Мак-Миллан огорченно поцокал языком.

– И тогда вам захотелось ее ударить?

– Да, захотелось.

– Но вы не смогли?

– Не смог.

– Да будет благословенна милость божия. Но в этом ударе, который вы ей нанесли, – нечаянно, как вы говорите, – сказалась все же ваша злоба против нее. И потому удар вышел такой… такой сильный. Вы не хотели, чтобы она к вам приближалась?

– Не хотел. По крайней мере так мне теперь кажется. Я не могу сказать с уверенностью. Может быть, я был немножко не в себе. То есть… ну, очень взволнован… почти болен. Я… я…

Клайд сидел перед ним, в тюремной полосатой одежде, остриженный под машинку, и силился честно и беспристрастно представить все, как оно было на самом деле, ужасаясь, что ему не удается даже для самого себя точно установить, виновен он или не виновен. Да или нет?

И преподобный Мак-Миллан, сам крайне взволнованный, мог только пробормотать:

– «Широки врата и просторен путь, ведущий к погибели». – Потом прибавил: – Но вы встали, чтобы прийти ей на помощь?

– Да, потом я встал. Я хотел подхватить ее, когда увидел, что она падает. Оттого и опрокинулась лодка.

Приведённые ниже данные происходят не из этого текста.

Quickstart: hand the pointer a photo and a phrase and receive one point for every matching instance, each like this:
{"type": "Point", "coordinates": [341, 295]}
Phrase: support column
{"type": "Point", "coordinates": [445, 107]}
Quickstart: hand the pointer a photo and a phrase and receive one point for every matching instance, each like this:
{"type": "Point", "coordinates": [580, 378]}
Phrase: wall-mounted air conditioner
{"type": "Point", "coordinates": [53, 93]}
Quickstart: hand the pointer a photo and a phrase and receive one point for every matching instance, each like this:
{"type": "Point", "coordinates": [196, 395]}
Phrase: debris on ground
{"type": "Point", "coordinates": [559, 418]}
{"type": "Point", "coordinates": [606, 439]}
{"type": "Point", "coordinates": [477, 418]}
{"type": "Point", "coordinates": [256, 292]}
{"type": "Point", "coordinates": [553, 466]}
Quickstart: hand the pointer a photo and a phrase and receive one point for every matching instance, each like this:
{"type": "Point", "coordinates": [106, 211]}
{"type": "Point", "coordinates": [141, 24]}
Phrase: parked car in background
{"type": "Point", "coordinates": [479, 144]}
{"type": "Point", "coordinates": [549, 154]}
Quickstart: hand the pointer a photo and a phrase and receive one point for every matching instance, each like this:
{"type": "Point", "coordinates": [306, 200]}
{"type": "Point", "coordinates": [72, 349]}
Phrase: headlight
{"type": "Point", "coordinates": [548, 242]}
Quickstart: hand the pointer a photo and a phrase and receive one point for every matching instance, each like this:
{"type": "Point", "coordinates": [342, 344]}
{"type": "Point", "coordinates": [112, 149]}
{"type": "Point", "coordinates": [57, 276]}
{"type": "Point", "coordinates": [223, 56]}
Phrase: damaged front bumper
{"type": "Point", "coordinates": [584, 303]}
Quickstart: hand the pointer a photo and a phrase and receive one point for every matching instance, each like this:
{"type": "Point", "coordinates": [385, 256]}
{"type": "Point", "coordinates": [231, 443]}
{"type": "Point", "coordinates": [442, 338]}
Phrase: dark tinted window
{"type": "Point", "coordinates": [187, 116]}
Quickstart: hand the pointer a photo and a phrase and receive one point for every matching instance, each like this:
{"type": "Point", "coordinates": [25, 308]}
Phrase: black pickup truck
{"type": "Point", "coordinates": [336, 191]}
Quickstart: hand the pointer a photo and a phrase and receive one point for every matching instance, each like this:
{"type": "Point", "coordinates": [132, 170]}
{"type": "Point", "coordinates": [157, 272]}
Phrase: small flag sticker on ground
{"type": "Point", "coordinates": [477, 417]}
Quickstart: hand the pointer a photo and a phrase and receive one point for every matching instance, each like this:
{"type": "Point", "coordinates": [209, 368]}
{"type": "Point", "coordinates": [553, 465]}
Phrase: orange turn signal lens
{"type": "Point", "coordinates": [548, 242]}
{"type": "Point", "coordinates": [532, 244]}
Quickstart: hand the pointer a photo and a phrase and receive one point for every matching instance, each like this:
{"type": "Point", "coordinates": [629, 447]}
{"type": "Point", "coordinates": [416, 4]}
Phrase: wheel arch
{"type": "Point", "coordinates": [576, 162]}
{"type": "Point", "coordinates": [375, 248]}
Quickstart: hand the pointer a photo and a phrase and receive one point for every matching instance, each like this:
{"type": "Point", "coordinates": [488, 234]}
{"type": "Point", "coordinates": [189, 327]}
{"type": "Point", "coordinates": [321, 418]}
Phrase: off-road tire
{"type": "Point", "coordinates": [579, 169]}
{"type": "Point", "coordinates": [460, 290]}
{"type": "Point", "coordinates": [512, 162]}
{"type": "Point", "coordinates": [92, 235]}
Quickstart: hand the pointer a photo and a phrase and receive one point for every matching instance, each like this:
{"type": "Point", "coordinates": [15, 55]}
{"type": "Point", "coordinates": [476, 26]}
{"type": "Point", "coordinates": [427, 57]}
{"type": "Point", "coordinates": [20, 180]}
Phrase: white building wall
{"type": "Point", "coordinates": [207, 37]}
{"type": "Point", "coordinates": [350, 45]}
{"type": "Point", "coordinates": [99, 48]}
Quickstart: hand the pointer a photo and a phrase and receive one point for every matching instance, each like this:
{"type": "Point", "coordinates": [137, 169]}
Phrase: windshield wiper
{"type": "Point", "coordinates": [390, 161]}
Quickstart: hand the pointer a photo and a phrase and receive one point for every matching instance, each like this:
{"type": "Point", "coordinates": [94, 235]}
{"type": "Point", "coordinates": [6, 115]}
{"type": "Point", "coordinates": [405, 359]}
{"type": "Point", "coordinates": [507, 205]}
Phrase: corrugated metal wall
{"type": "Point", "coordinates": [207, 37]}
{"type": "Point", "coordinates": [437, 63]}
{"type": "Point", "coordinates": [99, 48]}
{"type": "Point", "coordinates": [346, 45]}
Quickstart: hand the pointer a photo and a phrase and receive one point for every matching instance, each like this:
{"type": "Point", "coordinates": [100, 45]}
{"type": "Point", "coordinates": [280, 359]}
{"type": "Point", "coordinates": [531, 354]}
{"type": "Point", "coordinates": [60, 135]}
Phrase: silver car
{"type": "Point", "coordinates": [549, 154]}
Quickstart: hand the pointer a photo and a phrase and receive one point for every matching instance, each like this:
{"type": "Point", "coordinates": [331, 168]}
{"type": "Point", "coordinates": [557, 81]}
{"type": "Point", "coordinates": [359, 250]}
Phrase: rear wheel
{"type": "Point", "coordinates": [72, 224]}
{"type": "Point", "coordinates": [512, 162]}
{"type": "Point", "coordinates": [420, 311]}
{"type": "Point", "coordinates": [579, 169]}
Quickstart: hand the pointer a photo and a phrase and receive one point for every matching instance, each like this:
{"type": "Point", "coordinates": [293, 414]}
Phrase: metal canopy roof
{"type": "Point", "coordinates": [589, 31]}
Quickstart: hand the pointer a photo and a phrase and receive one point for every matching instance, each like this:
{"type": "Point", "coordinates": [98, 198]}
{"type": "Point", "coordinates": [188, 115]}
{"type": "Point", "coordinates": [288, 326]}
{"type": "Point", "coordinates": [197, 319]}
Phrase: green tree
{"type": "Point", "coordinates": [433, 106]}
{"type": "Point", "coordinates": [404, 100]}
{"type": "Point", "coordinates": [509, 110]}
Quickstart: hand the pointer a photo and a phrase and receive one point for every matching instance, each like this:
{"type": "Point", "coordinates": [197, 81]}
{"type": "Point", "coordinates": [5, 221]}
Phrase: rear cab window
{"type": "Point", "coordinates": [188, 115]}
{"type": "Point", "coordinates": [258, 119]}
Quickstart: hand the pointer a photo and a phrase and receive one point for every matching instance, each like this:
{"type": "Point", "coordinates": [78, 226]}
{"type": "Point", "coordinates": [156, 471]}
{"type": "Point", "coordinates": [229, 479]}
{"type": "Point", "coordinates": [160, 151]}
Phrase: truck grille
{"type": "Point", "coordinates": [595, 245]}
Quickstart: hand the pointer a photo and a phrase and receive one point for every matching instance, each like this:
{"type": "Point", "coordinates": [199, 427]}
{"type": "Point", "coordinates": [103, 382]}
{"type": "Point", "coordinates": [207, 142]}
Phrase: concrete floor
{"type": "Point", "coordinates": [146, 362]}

– Это верно, что вы хотели ее подхватить?

– Не знаю. В ту минуту, по-моему, хотел. Во всяком случае, я пожалел, что так вышло.

– Но можете ли вы сказать точно и определенно, как перед богом, что вы пожалели об этом и что в ту минуту вы хотели ее спасти?

– Знаете, все произошло так быстро, – начал Клайд нервно, почти с отчаянием в голосе, – я просто боюсь утверждать. Нет, я не уверен, что пожалел очень сильно. Нет. Честное слово, я теперь сам не знаю. Иногда мне кажется: да, пожалуй, а иногда я сомневаюсь. Но когда ома исчезла под водой, а я выплыл на берег, тут я пожалел… немножко. Но была и радость – понимаете, ведь я почувствовал, что свободен… и страх тоже… Вы понимаете…

– Да, да, я понимаю. Вы думали об этой мисс X. Но раньше, когда вы только увидели, что она тонет…

– Тогда – нет.

– Вам не хотелось спасти ее?

– Нет.

– Вам не было тяжело? Не было стыдно?

– Стыдно – да, пожалуй. Может быть, и тяжело тоже. Я понимал, что все это ужасно. Я это чувствовал. Но все-таки… понимаете…

– Да, да, конечно. Эта мисс X. Вам хотелось вырваться.

– Да… но главное, я испугался, и мне не хотелось помогать ей.

– Понятно, понятно… Наверно, вы думали о том, что, если она утонет, вы сможете уйти к мисс X. Об этом вы думали?

Губы преподобного Мак-Миллана плотно и скорбно сжались.

– Да.

– Сын мой! Сын мой! Значит, вы совершили убийство в сердце своем!

– Да, вы правы, – задумчиво сказал Клайд. – Я уже и сам пришел к мысли, что это было именно так.

Преподобный Мак-Миллан помедлил, потом, чтобы укрепить свой дух для непосильной задачи, стал молиться – безмолвно, про себя: «Отче наш, иже еси на небеси – да святится имя твое, да приидет царствие твое, да будет воля твоя – яко на небеси и на земли». Потом вышел из своей неподвижности.